Nietzsche resume o efeito da tragédia em:

  1. Sensação do princípio de individuação. Elemento em que o indivíduo sente-se conectado ao belo da imagem;
  2. Reconhecimento da individuação como princípio do mal;
  3. A arte dionisíaca como esperança para romper o efeito da individuação. Sensação de unidade restabelecida.

Essa sensação de unidade restabelecida que a tragédia proporcionava representou a segunda fase da serenojovialidade grega.

Morte da tragédia

Até que o mito começou a perder a sua força e a Grécia inaugurou uma nova forma de pensar, que colocou a razão como pilar do comportamento civilizado. O mentor dessa era de pensamento chamava-se Sócrates. A partir daí, as histórias míticas dramatizadas começaram a dar lugar a um teatro mais argumentativo e racional, no qual Eurípedes era o principal dramaturgo e representante da nova forma dramática.

Nesse novo teatro, a força do destino trágico dos personagens não está mais no centro da narrativa. Em seu lugar, o dramaturgo colocou a justiça poética. Agora os personagens não são mais esmagados pela força dos deuses, eles não são mais representações de Dionísio; agora eles são representações do humano racional, aptos para tomar suas próprias decisões.

Com a inserção do socratismo no teatro, começou a morte da tragédia, assim como a nova fase do serenojovialidade grega, aquela que confia na razão como o novo caminho para remediar a dor e aprender a viver.

Conclusões

Nietzsche não esconde sua frustração com o que se tornou a arte. Para ele, a arte deveria estar além da razão e a melhor versão da serenojovialidade grega foi justamente aquela que uniu Apolo e Dionísio através do teatro.
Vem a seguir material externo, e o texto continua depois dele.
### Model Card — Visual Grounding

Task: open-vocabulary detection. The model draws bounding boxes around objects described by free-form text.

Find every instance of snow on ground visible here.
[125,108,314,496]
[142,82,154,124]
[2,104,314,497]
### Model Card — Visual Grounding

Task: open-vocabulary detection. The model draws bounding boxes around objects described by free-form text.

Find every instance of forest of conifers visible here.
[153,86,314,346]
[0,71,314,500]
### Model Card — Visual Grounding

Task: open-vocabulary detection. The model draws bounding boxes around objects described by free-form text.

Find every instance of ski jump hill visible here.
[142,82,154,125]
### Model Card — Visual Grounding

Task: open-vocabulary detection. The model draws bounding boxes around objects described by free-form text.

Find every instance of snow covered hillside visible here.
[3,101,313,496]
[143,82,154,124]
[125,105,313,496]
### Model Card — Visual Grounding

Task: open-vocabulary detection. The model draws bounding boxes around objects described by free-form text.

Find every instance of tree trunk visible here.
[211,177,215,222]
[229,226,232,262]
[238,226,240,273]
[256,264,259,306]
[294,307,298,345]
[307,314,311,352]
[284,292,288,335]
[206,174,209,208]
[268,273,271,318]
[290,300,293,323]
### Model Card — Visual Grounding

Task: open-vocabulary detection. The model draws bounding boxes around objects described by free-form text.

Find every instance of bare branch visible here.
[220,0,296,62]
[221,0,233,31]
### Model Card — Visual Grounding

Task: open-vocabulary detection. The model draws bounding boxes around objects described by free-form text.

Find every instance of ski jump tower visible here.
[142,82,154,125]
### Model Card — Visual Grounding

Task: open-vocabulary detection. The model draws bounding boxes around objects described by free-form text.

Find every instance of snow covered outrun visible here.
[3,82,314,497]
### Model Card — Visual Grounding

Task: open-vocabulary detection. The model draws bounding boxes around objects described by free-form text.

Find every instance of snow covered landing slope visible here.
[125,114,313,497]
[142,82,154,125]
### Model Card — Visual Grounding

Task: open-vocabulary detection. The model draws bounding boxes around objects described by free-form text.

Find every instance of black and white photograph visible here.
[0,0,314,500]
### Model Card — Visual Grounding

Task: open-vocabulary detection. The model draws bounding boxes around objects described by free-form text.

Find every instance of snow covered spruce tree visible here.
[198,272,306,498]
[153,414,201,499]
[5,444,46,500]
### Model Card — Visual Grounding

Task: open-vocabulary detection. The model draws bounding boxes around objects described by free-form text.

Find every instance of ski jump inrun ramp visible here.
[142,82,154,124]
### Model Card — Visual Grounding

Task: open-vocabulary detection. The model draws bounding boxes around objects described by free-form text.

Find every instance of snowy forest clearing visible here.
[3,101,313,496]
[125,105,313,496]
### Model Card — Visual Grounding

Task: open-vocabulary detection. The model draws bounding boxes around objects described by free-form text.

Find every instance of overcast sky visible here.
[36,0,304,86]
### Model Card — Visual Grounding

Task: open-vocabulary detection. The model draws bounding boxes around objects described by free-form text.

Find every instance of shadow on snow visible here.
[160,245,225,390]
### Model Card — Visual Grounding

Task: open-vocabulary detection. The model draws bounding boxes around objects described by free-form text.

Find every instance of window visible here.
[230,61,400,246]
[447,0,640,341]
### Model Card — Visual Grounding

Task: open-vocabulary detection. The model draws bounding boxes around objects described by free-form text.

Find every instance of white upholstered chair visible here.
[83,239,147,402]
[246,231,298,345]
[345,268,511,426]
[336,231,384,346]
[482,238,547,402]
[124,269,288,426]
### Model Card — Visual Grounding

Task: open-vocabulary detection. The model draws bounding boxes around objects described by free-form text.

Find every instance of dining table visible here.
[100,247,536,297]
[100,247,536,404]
Nietzsche pensava que o socratismo na arte acabaria em ressentimento, pois não há justiça poética para todos. Logo, o otimismo socrático levaria ao definhamento do espírito. Apenas com a serenojovialidade trágica, aquela que assiste prazerosamente o aniquilamento do herói, o povo conseguiu amar a vida convivendo em relativa harmonia com o que há de terrível nela.